Not all deists shun organized religion. The earliest deists grew up in church, and recognized the value of having a support system and moral instruction. Some of ’em kept right on going to church… but their churches dropped the Christianity, and became pagan. The Unitarian churches (who ditched the belief in the trinity) and the Universalist churches (who ditched the belief in hell) have since combined, and teach all sorts of morally improving things from all sorts of religious traditions.
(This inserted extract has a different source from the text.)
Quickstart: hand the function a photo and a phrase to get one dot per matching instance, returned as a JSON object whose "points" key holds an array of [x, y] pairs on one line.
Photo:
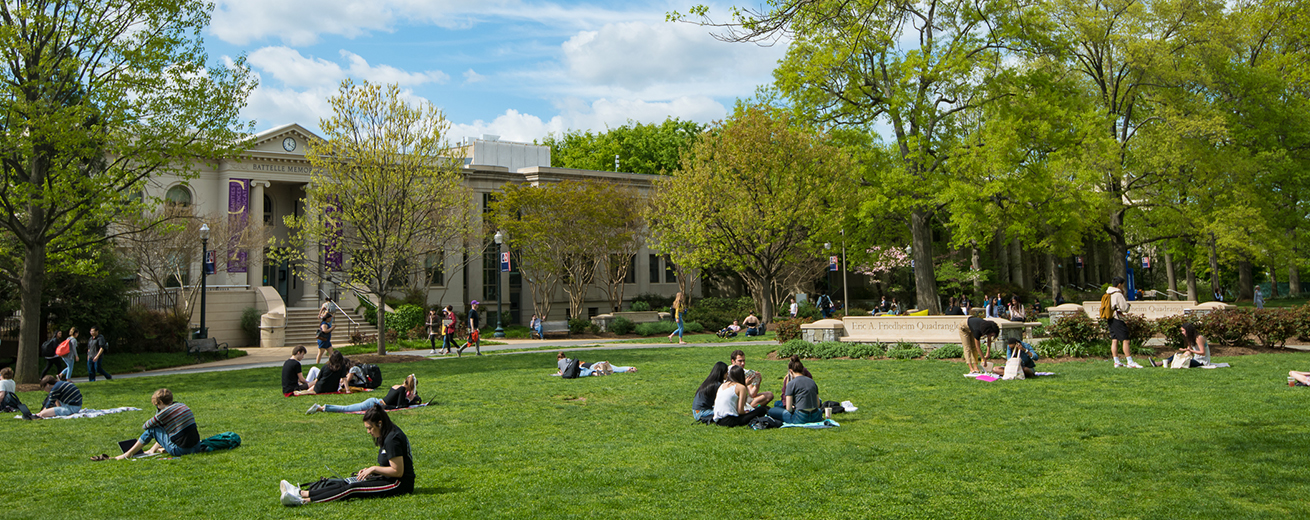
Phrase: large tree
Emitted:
{"points": [[97, 96], [387, 191], [759, 193]]}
There are certain Christians who are called “Christian deists.” They’re not really deist. They share some similarities: Deists believe God’s distant, doesn’t interact, and is largely unknowable. Well, some Christians imagine God turned off the miracles, has no revelation for his people beyond the bible (i.e. no more prophecy), doesn’t care to interact with his people during the present dispensation, and that’s how things’ll be till Jesus returns. But even though they wrongly believe God went away, they certainly don’t believe God’s unknowable: They’ve got Jesus, churches, bibles, teachers, and various ways to learn about God. A proper deist insists none of those things are valid—that we’ve got nothing, and we’re on our own.

Theism versus deism.

Likewise there are certain self-described deists who claim they do know a little something about God. Properly speaking, they’re not really deists either. They’re still theists; they believe in God, same as most people. But if they no longer think God’s unknowable, where’d their knowledge come from? Obviously they’ve adopted a religion.

Might be an eclectic religion: They’re cobbling together a do-it-yourself belief system, made up of all the ideas which appeal to them. Not all of them come from organized religions. Look at any eclecticist who’s put together a Pinterest page of religious memes, and you’ll find they come from all over the place. Some come from Christians. Some from Hindus. Some from Simpsons episodes. Some from the back of Starbucks cups. Some from celebrities who are likewise figuring things out as they go.

Deists have a tendency to not remain deist for very long. ’Cause a functioning human brain is lousy at figuring, “God’s a mystery I can never solve, so I’m never gonna try.” It’s gonna try. That’s what brains do. Even though people insist God can’t be deduced, our brains are gonna start filling in the gaps of our knowledge with our personal preferences. Over time this “unknowable God” is gradually, unconsciously (and incorrectly) gonna look more and more like us. Hey, unless we realize we’re doing it, it’s just what we humans do. Christians included.

Once a “deist” starts treating God like they know him, instead of insisting they don’t ’cause they can’t: They left the deist category behind. Still believe in God, so they’re theist. In some cases they’ve glommed onto so many Christian ideas about God, it’s only a matter of time before they embrace Jesus. In others, they have such a jumble of ideas they’re as lost as ever. Either way, the apathy’s gone, and replaced by some form of theistic religious beliefs. They’re not deist anymore.